How we cite our quotes: (Paragraph)
Quote #4
All is not lost, though, for the narrator supposes that those memories from beyond, even if they can't be recalled at first, will come back eventually, and often without warning; and we are amazed when they do come. He then goes on to link these revelations with the creation of art and the work of the imagination. It seems, ultimately, that the narrator's harrowing experience has led him to understand how art and original ideas come to be.
So far I had not opened my eyes. I felt that I lay upon my back unbound. I reached out my hand, and it fell heavily upon something damp and hard. There I suffered it to remain for many minutes, while I strove to imagine where and what I could be. I longed, yet dared not, to employ my vision. I dreaded the first glance at objects around me. It was not that I feared to look upon things horrible, but that I grew aghast lest there should be nothing to see. At length, with a wild desperation at heart, I quickly unclosed my eyes. My worst thoughts, then, were confirmed. The blackness of eternal night encompassed me. (6)

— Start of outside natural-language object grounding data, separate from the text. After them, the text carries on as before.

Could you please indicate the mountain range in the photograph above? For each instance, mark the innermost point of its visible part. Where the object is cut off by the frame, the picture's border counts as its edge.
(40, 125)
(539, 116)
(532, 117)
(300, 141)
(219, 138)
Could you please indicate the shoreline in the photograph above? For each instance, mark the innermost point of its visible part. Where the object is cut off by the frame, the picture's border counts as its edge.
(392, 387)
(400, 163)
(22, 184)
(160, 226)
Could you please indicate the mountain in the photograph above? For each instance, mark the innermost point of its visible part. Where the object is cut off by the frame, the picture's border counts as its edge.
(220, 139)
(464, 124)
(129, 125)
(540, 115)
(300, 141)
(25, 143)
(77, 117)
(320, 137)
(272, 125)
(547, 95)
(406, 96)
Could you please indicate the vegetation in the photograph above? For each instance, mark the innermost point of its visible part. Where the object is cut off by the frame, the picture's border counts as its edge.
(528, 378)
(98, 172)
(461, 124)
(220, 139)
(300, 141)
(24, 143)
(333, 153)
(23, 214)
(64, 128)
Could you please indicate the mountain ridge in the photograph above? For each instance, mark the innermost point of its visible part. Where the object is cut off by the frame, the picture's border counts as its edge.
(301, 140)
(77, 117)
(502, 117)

For the narrator, the idea of being conscious of nothing is more frightening than encountering the most visible of horrors.
Quote #5
There was another interval of utter insensibility; it was brief, for upon again lapsing into life there had been no perceptible descent in the pendulum. But it might have been long – for I knew there were demons who took note of my swoon, and who could have arrested the vibration at pleasure. Upon my recovery, too, I felt very – oh! Inexpressibly – sick and weak, as if through long inanition. (24)
Losing consciousness is bad enough; it's worse when your tormentors are aware of your every lapse into insensibility – and are willing to take advantage of them.
Quote #6
As I put a portion of it within my lips there rushed to my mind a half-formed thought of joy – of hope. Yet what business had I with hope? It was, as I say, a half-formed thought – man has many such, which are never completed. I felt that it was of joy – of hope; but I felt also that it had perished in its formation. In vain I struggled to perfect – to regain it. Long suffering had nearly annihilated all my ordinary powers of mind. I was an imbecile – an idiot. (24)
By the end of his ordeal, our narrator can barely think. His mind works only in half-measures. He becomes an "idiot" in the way the term used to be used – a man mentally handicapped by fear.